Thought i'd share a picture of Booth, our laughing turtle dove. 
My sister & I hand raised him from a little tiny thing (got him from the vet we were working at, because he would have been euthanised )

This is him when he was very small










This is Boothy now 









We're pretty sure he's a male because he coos at us alot! Especially at my feet & when we got upstairs and he sees us, he sticks his back end up in the air & starts cooing!

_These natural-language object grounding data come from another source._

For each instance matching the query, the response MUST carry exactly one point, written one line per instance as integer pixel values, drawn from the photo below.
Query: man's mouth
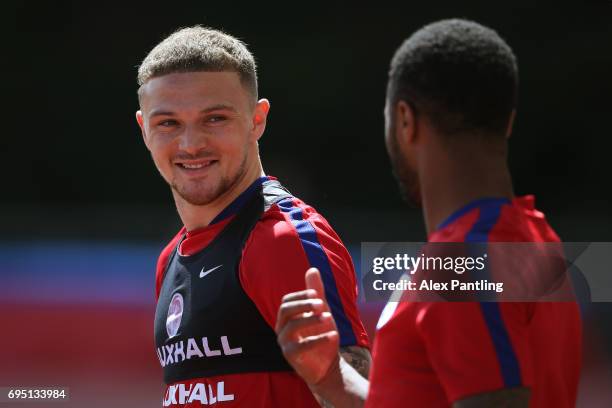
(196, 164)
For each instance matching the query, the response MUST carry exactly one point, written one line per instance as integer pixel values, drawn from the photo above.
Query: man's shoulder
(164, 258)
(291, 218)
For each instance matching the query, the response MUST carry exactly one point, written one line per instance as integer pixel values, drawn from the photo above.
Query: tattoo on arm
(357, 357)
(507, 398)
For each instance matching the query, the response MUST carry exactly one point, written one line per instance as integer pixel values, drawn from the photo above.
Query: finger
(290, 310)
(306, 327)
(313, 281)
(303, 294)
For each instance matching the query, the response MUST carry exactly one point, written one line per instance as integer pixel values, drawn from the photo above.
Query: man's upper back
(434, 354)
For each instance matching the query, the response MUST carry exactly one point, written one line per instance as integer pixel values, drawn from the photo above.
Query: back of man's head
(460, 75)
(196, 49)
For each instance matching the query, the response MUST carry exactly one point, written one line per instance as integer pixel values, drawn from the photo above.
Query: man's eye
(216, 119)
(167, 123)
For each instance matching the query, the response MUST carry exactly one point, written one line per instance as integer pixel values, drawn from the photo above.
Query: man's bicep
(506, 398)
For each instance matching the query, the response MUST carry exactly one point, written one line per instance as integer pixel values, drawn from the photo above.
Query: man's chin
(197, 197)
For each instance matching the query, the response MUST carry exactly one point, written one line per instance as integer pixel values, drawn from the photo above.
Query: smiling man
(246, 240)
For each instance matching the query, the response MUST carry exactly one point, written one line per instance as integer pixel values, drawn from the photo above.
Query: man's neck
(462, 179)
(200, 216)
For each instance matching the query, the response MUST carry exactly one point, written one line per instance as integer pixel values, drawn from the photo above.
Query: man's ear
(260, 116)
(405, 124)
(510, 124)
(140, 120)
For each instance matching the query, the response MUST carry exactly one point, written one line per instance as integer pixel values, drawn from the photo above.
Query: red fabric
(433, 354)
(273, 264)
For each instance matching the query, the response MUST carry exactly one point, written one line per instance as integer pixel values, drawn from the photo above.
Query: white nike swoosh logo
(203, 273)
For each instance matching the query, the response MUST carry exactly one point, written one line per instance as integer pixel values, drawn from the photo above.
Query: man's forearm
(343, 386)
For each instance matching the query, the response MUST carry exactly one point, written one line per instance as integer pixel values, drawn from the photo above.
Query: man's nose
(193, 140)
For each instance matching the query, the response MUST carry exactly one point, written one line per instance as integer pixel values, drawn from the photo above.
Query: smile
(196, 165)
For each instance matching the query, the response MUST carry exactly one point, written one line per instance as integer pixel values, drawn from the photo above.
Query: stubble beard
(198, 193)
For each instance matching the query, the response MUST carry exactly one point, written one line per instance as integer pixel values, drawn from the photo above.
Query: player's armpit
(359, 358)
(507, 398)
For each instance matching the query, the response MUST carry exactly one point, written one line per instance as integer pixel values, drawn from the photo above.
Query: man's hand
(307, 332)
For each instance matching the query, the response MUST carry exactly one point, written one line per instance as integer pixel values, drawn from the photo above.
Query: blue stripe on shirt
(509, 365)
(318, 259)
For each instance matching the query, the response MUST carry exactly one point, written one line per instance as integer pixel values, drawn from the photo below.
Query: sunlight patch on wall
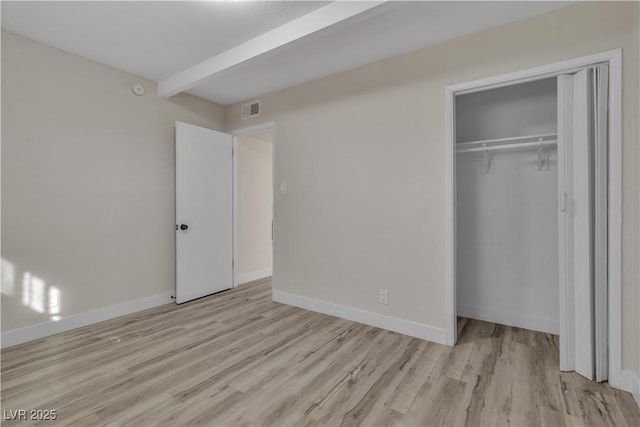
(39, 297)
(8, 277)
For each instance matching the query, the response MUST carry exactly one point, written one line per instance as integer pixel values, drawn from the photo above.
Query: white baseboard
(41, 330)
(631, 383)
(519, 320)
(253, 275)
(406, 327)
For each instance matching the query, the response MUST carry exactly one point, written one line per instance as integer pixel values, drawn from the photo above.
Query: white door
(204, 215)
(582, 172)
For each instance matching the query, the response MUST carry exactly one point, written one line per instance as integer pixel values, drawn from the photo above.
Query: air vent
(251, 109)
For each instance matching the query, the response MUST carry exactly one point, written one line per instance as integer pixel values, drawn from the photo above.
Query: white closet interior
(506, 202)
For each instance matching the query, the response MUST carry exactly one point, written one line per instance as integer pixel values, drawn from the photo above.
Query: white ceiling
(157, 39)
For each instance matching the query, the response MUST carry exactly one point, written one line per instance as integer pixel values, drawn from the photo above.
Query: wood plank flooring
(237, 358)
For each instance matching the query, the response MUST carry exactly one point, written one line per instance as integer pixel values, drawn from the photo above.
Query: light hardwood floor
(237, 358)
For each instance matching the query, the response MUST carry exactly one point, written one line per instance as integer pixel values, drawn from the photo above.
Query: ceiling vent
(251, 109)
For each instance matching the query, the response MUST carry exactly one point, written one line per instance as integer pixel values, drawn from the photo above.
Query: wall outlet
(384, 296)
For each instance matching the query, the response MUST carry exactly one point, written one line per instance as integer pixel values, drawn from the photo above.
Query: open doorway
(253, 206)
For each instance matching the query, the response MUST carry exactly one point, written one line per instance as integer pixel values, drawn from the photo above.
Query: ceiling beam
(291, 31)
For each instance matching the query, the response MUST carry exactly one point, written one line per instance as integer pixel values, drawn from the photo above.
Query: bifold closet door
(582, 162)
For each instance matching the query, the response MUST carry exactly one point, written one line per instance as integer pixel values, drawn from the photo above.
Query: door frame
(270, 126)
(614, 256)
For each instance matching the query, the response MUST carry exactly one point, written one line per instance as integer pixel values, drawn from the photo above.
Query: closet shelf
(507, 143)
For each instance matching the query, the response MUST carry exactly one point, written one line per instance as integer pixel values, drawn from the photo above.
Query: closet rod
(504, 146)
(511, 139)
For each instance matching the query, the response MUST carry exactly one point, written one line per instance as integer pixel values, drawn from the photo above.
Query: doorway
(567, 298)
(253, 204)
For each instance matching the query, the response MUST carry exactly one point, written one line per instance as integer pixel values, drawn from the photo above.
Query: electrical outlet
(384, 296)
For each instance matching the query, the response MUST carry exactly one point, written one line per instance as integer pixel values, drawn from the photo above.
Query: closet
(506, 205)
(534, 195)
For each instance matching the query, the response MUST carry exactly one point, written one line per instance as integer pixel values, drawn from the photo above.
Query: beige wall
(88, 201)
(363, 155)
(255, 194)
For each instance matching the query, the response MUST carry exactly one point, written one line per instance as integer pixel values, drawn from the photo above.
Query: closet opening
(507, 221)
(534, 186)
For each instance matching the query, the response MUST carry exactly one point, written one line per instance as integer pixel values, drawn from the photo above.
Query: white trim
(631, 383)
(535, 73)
(241, 279)
(615, 217)
(518, 319)
(450, 190)
(41, 330)
(270, 126)
(234, 155)
(614, 58)
(283, 35)
(406, 327)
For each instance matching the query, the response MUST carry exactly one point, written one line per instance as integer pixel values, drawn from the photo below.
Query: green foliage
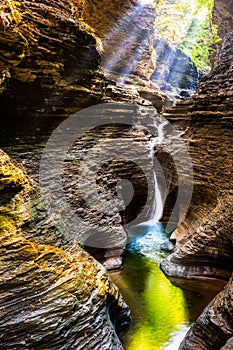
(188, 26)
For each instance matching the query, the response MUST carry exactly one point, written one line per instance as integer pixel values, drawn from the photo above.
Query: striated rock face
(204, 247)
(47, 51)
(50, 298)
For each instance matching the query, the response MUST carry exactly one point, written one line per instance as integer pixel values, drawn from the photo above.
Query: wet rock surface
(204, 240)
(50, 297)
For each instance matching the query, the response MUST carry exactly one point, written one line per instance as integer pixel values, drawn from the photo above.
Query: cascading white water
(155, 207)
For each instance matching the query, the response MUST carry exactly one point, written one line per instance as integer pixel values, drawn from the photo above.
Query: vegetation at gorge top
(188, 26)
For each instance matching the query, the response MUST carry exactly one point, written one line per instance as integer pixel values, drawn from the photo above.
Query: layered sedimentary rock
(50, 298)
(204, 239)
(45, 49)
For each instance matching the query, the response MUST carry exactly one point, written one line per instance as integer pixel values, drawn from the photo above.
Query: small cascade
(155, 208)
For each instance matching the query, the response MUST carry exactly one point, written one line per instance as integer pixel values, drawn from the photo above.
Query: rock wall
(204, 247)
(51, 298)
(126, 29)
(45, 49)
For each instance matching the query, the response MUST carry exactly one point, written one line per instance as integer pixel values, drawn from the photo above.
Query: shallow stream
(161, 312)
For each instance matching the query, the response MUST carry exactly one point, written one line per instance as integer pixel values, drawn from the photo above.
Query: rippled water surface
(161, 312)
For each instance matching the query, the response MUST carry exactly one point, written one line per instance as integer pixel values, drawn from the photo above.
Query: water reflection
(161, 312)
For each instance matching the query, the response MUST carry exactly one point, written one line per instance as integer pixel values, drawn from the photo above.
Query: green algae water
(161, 313)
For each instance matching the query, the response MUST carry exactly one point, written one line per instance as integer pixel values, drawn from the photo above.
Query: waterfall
(155, 209)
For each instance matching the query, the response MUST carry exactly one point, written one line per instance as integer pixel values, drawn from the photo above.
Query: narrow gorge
(116, 175)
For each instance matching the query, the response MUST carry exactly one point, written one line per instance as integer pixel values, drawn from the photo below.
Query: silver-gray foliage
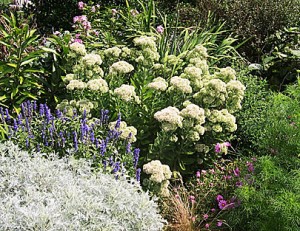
(59, 194)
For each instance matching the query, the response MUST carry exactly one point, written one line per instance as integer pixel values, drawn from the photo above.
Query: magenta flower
(219, 197)
(239, 184)
(218, 148)
(114, 12)
(250, 166)
(160, 29)
(222, 204)
(236, 172)
(227, 144)
(81, 5)
(220, 223)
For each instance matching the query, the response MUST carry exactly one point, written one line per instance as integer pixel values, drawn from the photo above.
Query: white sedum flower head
(113, 52)
(158, 84)
(91, 60)
(170, 118)
(76, 84)
(195, 112)
(126, 93)
(121, 67)
(78, 48)
(180, 84)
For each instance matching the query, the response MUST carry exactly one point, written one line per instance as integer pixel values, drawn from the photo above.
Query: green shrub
(272, 202)
(38, 193)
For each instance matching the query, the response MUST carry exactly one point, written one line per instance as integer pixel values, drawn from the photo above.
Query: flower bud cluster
(158, 84)
(170, 118)
(98, 85)
(127, 93)
(121, 67)
(127, 132)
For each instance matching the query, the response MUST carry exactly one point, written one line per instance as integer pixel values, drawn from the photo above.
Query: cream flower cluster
(127, 132)
(159, 172)
(170, 118)
(222, 120)
(113, 52)
(180, 84)
(127, 93)
(236, 91)
(158, 84)
(91, 60)
(78, 48)
(213, 94)
(121, 67)
(194, 74)
(76, 84)
(98, 85)
(193, 111)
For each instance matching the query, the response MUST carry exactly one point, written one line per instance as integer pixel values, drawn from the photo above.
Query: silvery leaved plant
(38, 193)
(108, 144)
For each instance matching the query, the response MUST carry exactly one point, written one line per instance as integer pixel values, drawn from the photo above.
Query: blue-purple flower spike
(136, 154)
(138, 174)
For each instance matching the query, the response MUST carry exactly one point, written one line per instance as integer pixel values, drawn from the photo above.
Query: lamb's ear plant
(20, 72)
(42, 192)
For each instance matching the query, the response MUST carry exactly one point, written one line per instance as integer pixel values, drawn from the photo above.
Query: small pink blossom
(114, 12)
(160, 29)
(218, 148)
(81, 5)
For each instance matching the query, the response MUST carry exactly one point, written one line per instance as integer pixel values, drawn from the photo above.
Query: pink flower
(81, 5)
(250, 166)
(75, 19)
(218, 148)
(219, 197)
(227, 144)
(222, 204)
(160, 29)
(114, 12)
(134, 12)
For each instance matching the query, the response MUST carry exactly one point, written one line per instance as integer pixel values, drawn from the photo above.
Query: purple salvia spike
(136, 154)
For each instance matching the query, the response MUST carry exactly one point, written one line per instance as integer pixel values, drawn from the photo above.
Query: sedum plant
(38, 193)
(177, 103)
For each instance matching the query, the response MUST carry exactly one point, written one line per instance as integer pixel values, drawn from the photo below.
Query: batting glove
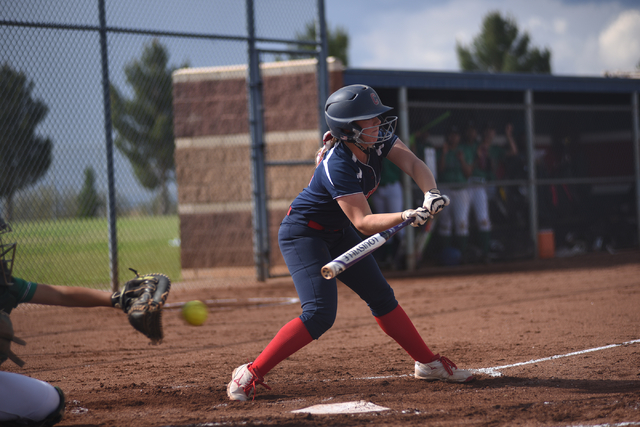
(434, 202)
(421, 216)
(327, 136)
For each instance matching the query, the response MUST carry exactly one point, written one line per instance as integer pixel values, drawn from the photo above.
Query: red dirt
(479, 317)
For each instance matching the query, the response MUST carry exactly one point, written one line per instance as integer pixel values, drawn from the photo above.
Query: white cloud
(620, 42)
(415, 34)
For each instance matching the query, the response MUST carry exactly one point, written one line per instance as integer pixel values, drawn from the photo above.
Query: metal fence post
(254, 92)
(407, 183)
(533, 193)
(111, 197)
(636, 154)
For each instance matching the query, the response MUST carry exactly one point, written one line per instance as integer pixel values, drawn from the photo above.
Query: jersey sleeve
(342, 179)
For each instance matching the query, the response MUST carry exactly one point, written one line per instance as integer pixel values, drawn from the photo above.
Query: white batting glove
(327, 136)
(434, 202)
(420, 214)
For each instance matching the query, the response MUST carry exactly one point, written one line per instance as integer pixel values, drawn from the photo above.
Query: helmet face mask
(7, 254)
(381, 132)
(355, 103)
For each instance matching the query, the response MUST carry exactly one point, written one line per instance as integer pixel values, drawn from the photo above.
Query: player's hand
(327, 136)
(420, 214)
(434, 202)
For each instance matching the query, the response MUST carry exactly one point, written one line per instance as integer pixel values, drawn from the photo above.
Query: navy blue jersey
(340, 174)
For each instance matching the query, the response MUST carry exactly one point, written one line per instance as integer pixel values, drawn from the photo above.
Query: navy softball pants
(306, 250)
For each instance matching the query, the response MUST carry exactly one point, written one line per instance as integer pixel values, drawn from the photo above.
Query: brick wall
(213, 166)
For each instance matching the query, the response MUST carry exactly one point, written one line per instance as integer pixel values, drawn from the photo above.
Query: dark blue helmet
(352, 103)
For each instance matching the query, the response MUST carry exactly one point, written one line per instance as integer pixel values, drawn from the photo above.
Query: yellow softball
(195, 312)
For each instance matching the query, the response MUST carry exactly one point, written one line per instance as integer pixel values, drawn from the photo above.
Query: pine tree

He's a lovely dove. Hope you like the pictures.
Katie.


----------



## Noahs helper (Jul 20, 2009)

Love the pictures Katie! You should be very proud, he's precious!


----------



## Msfreebird (Sep 23, 2007)

Nice job! He's very pretty


----------



## Sweets (Apr 14, 2010)

Thankyou 
We all love him so much, he's a great bird.


----------



## c.hert (Jan 15, 2010)

Those birds in your country are so very beautiful and a very very lucky little bird.c.hert


----------



## Sweets (Apr 14, 2010)

Thankyou! 
Doves are so beautiful aren't they  We're lucky to have a little guy like him.


----------



## pdpbison (Mar 15, 2005)

He is really beautiful..!


I know that 'look' too...!


----------